Darryl Collins came to Cambodia at the beginning of 1994, as part of a restoration project working with the staff of the National Museum of Cambodia. Completion of repairs to the roof and other renovations were marked by a ceremony attended by King Sihanouk and the then Governor-General of Australia, The Hon. Bill Hayden, AC, on 28 April 1995.  Darryl returned briefly to Australia, but his Phnom Penh experience was to change his life; he resigned his job at the Australian National Gallery and was soon back in Cambodia teaching English at Australian Centre for Education, a connection that he retained for many years as a teacher and an examiner.  He encouraged many young Cambodians to pursue further study overseas.

From late 1999, Darryl was a lecturer at the Royal University of Fine Arts in the Department of Archaeology. During this time the chance finding of a very large collection of small black and white photographs of buildings in Cambodia led to a seven-year research project – he worked with fellow RUFA teacher and architect Helen Grant Ross and architectural student /researcher Hon Sokol produced a groundbreaking work, Building Cambodia: New Khmer Architecture 1953-1970, which was published in December 2006. 
 
As Manager of the Collection Inventory Project in 2004 Darryl directed the important task of creating a digital register of the entire collection of the National Museum, including the transfer of all the early French records.  Darryl continued to conduct research, further developing his understanding and appreciation of Khmer culture and civilisation, including a one-year consultancy for the Department of Culture and Research of the APSARA Authority, ceaselessly lecturing and writing articles for publication in local and international journals and newsletters.  Darryl delighted in sharing his knowledge with students, the general public and other scholars and interested visitors to the kingdom.  He was appointed to the Board of Heritage International and was still a board member at the time of his death.
 
Once Darryl moved to Siem Reap in 2008, he became a well known figure in the community and was widely respected for his knowledge of Khmer history and culture.
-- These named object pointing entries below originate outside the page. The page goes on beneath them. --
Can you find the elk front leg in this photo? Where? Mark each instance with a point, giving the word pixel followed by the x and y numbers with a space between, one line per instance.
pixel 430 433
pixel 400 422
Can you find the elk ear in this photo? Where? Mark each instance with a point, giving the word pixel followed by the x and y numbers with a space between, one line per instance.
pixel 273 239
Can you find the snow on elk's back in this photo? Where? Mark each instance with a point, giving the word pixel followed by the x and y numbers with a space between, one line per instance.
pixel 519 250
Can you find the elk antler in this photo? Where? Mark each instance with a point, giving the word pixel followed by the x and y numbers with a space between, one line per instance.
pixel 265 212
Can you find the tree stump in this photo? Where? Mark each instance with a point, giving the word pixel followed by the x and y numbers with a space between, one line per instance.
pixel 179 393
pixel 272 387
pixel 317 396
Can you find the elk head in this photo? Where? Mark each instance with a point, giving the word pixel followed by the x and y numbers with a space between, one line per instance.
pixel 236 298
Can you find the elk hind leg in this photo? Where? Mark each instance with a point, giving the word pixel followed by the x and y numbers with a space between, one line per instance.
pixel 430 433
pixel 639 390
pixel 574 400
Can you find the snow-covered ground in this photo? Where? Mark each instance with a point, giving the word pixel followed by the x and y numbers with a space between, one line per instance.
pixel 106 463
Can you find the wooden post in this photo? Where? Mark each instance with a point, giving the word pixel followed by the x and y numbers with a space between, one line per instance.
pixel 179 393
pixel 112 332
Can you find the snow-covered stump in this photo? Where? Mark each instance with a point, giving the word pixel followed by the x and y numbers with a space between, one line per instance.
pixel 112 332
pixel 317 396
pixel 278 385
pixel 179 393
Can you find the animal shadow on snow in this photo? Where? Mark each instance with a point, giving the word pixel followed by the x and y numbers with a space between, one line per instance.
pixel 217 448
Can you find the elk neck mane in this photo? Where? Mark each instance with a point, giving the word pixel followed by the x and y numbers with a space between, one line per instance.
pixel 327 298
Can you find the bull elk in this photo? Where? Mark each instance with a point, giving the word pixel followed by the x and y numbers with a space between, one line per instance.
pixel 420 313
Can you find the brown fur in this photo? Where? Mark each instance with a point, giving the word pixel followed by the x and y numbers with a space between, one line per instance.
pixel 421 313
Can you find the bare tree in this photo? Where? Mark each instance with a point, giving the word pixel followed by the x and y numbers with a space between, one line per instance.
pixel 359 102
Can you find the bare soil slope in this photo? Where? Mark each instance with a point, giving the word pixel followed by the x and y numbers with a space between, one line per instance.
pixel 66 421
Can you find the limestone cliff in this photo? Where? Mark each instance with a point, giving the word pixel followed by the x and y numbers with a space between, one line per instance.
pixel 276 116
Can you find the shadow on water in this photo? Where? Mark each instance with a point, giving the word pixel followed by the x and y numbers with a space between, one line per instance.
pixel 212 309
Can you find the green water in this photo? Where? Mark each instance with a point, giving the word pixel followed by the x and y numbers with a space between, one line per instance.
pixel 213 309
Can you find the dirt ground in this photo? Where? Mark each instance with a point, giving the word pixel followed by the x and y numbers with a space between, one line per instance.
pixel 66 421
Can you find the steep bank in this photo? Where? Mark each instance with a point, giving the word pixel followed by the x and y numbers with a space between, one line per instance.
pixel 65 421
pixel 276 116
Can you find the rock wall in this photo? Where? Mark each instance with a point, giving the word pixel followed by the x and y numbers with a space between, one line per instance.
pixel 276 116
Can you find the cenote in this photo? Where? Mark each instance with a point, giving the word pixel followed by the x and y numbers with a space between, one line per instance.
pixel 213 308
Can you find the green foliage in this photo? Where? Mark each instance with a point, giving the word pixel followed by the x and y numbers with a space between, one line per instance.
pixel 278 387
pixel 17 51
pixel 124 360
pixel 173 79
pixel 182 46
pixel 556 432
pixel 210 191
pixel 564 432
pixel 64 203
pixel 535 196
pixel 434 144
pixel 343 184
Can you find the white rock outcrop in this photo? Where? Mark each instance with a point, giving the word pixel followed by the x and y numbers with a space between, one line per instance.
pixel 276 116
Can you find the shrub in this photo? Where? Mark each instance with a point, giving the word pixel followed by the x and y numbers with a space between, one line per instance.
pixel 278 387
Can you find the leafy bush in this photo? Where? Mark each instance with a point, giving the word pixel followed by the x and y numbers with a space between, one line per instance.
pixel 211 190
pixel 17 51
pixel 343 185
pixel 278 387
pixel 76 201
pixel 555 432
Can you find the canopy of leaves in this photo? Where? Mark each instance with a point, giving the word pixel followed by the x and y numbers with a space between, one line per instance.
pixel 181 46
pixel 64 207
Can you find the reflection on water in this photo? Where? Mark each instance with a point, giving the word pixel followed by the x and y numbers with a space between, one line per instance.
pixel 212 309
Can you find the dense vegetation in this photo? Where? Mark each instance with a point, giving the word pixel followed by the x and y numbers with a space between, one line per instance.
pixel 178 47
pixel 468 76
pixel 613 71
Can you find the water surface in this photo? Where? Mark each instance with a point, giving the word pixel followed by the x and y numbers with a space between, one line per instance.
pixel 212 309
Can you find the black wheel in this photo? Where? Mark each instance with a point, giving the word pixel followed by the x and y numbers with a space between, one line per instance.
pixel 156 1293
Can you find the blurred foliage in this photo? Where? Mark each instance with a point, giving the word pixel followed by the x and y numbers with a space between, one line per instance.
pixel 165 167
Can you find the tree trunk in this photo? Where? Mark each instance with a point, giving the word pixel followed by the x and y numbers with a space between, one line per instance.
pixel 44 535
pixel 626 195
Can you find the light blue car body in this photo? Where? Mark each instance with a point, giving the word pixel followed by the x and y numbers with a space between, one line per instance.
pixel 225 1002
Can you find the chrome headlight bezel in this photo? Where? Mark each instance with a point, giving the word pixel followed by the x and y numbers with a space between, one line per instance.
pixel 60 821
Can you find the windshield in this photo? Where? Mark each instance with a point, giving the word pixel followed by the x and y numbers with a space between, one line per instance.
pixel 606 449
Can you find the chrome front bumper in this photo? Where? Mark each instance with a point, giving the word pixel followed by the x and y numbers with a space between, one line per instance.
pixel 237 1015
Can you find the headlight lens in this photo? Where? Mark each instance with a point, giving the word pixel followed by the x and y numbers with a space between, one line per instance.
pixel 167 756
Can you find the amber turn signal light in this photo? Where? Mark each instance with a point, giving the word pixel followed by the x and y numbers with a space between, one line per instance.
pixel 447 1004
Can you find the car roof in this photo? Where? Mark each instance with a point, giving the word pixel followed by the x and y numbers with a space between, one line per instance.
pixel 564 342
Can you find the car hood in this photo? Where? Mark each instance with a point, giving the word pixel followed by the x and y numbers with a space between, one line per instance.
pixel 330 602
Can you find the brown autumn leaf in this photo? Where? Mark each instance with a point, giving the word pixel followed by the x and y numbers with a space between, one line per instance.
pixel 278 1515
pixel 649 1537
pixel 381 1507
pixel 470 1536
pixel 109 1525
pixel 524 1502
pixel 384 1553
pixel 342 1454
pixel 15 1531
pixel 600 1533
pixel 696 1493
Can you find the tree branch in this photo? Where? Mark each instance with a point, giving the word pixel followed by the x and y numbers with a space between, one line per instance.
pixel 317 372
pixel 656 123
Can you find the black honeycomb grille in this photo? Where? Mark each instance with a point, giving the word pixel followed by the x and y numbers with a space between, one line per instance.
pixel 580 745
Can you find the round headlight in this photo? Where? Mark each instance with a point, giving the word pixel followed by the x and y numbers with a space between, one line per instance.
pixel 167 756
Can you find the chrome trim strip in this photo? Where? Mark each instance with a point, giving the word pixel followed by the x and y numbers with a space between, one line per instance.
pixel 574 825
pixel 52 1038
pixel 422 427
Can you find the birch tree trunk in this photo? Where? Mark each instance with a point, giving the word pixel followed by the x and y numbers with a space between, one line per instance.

He donated a collection from his own library when the Centre for Khmer Studies Library was establishing its Southeast Asia collection in 2001.

His personal belief in the need to preserve and document traditional Khmer wooden houses and the need to encourage Cambodians to value these beautiful dwellings is the light that shines on every page of his last book, Cambodian Wooden Houses: 1,000 years of Khmer heritage, co-authored with Hok Sokol, published by SIPAR, 2021.